New regulations will come into force on 6 April 2024 that will provide employees with the right to take up to one week of statutory unpaid carer’s leave in any 12-month period to care for, or arrange care for, dependants with long-term care needs.

A person is a "dependant" for these purposes if they:

  • Are a spouse, civil partner, child or parent of the employee.
  • Live in the same household as the employee, otherwise than by reason of being the employee's boarder, employee, lodger or tenant, or reasonably rely on the employee to provide or arrange care.

A dependant has a "long-term care need" for these purposes if any of the following apply:

  • They have an illness or injury (whether physical or mental) that requires, or is likely to require, care for more than three months.
  • They have a disability for the purposes of the Equality Act 2010.
  • They require care for a reason connected with their old age.

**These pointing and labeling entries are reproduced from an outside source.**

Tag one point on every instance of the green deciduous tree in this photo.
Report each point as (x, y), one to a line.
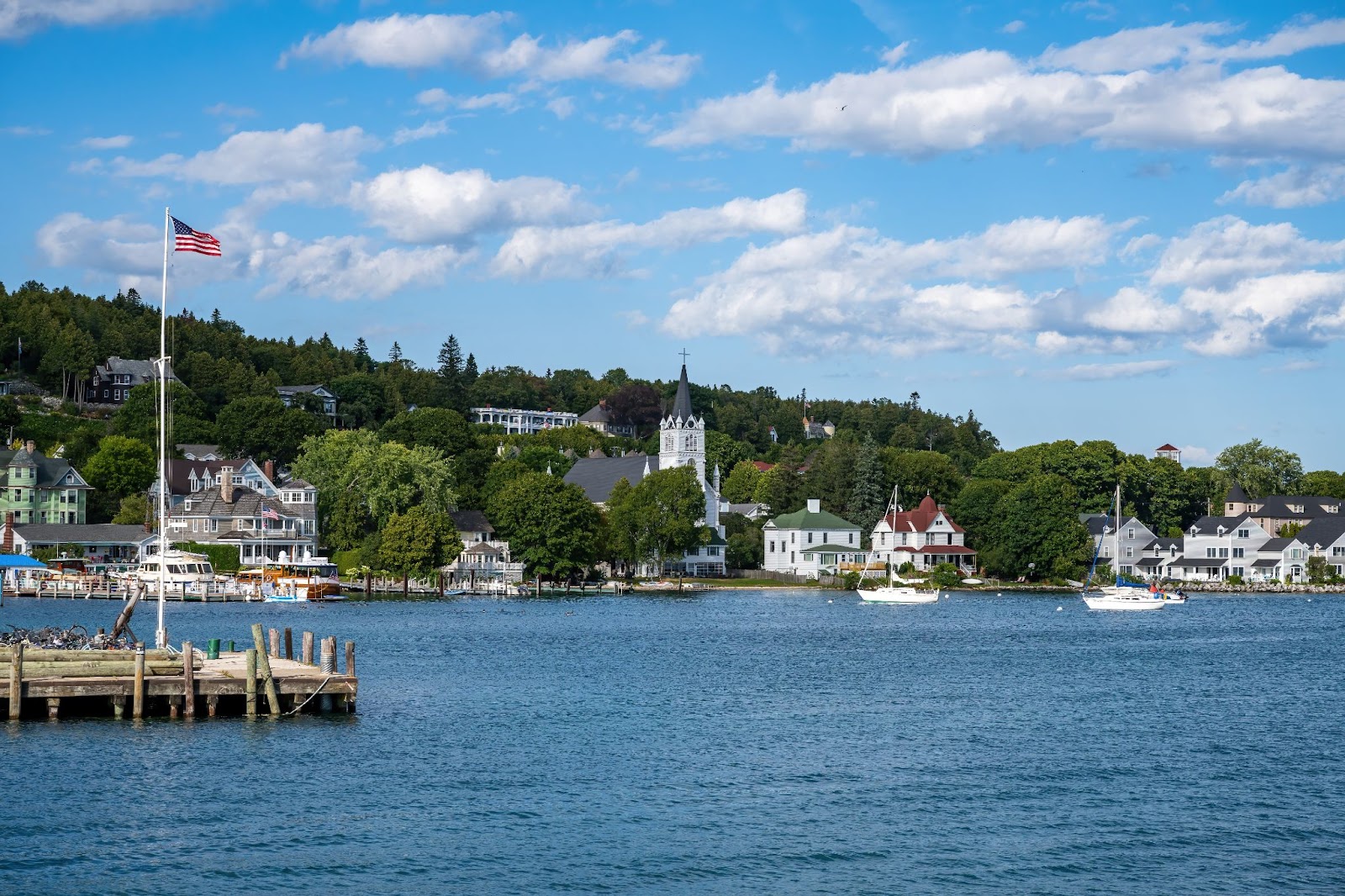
(1261, 470)
(121, 467)
(419, 542)
(551, 526)
(658, 519)
(1037, 522)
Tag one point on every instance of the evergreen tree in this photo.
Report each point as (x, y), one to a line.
(867, 498)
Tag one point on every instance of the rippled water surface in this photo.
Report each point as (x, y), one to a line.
(741, 741)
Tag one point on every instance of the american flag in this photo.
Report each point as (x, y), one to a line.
(192, 240)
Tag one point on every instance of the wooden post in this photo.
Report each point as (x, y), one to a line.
(251, 673)
(329, 667)
(138, 697)
(15, 681)
(264, 667)
(188, 683)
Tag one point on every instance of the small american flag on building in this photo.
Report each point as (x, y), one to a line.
(192, 240)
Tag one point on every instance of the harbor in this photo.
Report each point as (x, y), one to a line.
(262, 680)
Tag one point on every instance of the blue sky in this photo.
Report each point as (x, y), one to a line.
(1082, 219)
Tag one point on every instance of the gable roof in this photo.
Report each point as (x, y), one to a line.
(598, 475)
(1324, 530)
(471, 521)
(918, 519)
(804, 519)
(50, 470)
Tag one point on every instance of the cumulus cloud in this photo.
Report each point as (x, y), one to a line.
(120, 141)
(1125, 369)
(1167, 96)
(423, 132)
(20, 18)
(851, 287)
(116, 246)
(477, 45)
(1293, 187)
(346, 269)
(428, 205)
(1226, 250)
(593, 249)
(307, 152)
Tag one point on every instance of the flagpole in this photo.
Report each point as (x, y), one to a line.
(161, 634)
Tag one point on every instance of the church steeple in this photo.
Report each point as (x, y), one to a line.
(683, 434)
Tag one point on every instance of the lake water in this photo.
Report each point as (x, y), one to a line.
(726, 743)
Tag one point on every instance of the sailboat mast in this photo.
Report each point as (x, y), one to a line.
(161, 634)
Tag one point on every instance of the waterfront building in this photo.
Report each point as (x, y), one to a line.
(811, 542)
(40, 490)
(259, 525)
(524, 423)
(112, 382)
(923, 537)
(298, 397)
(600, 419)
(1275, 512)
(96, 544)
(681, 444)
(1169, 451)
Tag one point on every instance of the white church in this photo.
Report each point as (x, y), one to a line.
(681, 444)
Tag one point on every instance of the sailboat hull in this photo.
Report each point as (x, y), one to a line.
(894, 595)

To be eligible for carer’s leave, an employee will need to provide advance notice (which need not be in writing) of the longer of (i) three days or (ii) twice the number of days as the period of leave requested. An employer may waive the notice requirement where the other requirements of the regulations have been met, however

The amount of leave is determined by the employee’s normal working pattern. For those with fixed normal working hours, a week’s leave matches the period they are usually required to work. For an employee with a variable work pattern, the calculation is based on an average of the work periods over the preceding 12-month period. If the employee has been employed for less than 52 weeks, the calculation is based on the entire period of employment; or, if the employee has been employed for less than one week, a period equal in duration to the period the employee is expected to work in that week.

Eligible employees will be able to take the leave in increments of half days or full days – which need not be consecutive – or as a single, full week.

An employer cannot require an employee to supply evidence in relation to a request for carer’s leave before granting the leave.

An employer will be permitted to postpone an employee’s leave if it considers that the business would be unduly disrupted by the absence. However, to do so, it must notify the employee as soon as reasonably practicable and not later than the earlier of seven days after the employee’s notice was given to the employer, or before the earliest day or part day requested in the employee’s notice. The employer will also need to consult with the employee and reschedule the leave to commence no later than one month after the earliest day or part day of the employee’s request.

During carer’s leave, the employee will retain the benefit of their terms and conditions of employment, except for wages / salary. The employee will also be bound by any obligations arising under those terms and conditions.

After taking carer’s leave, the employee will be entitled to return to the job in which they were employed before the absence, with the same seniority, pension rights, and not less favourable terms and conditions; and employees will be protected from being subjected to detriment or dismissal on the grounds of taking, seeking to take, or because the employer believed that the employee was likely to take, carer’s leave.

Where an employee has a contractual right to carer’s leave in addition to the statutory right, they will not be permitted to exercise both separately. Instead, the employee may take advantage of whichever right is more favourable in any particular respect.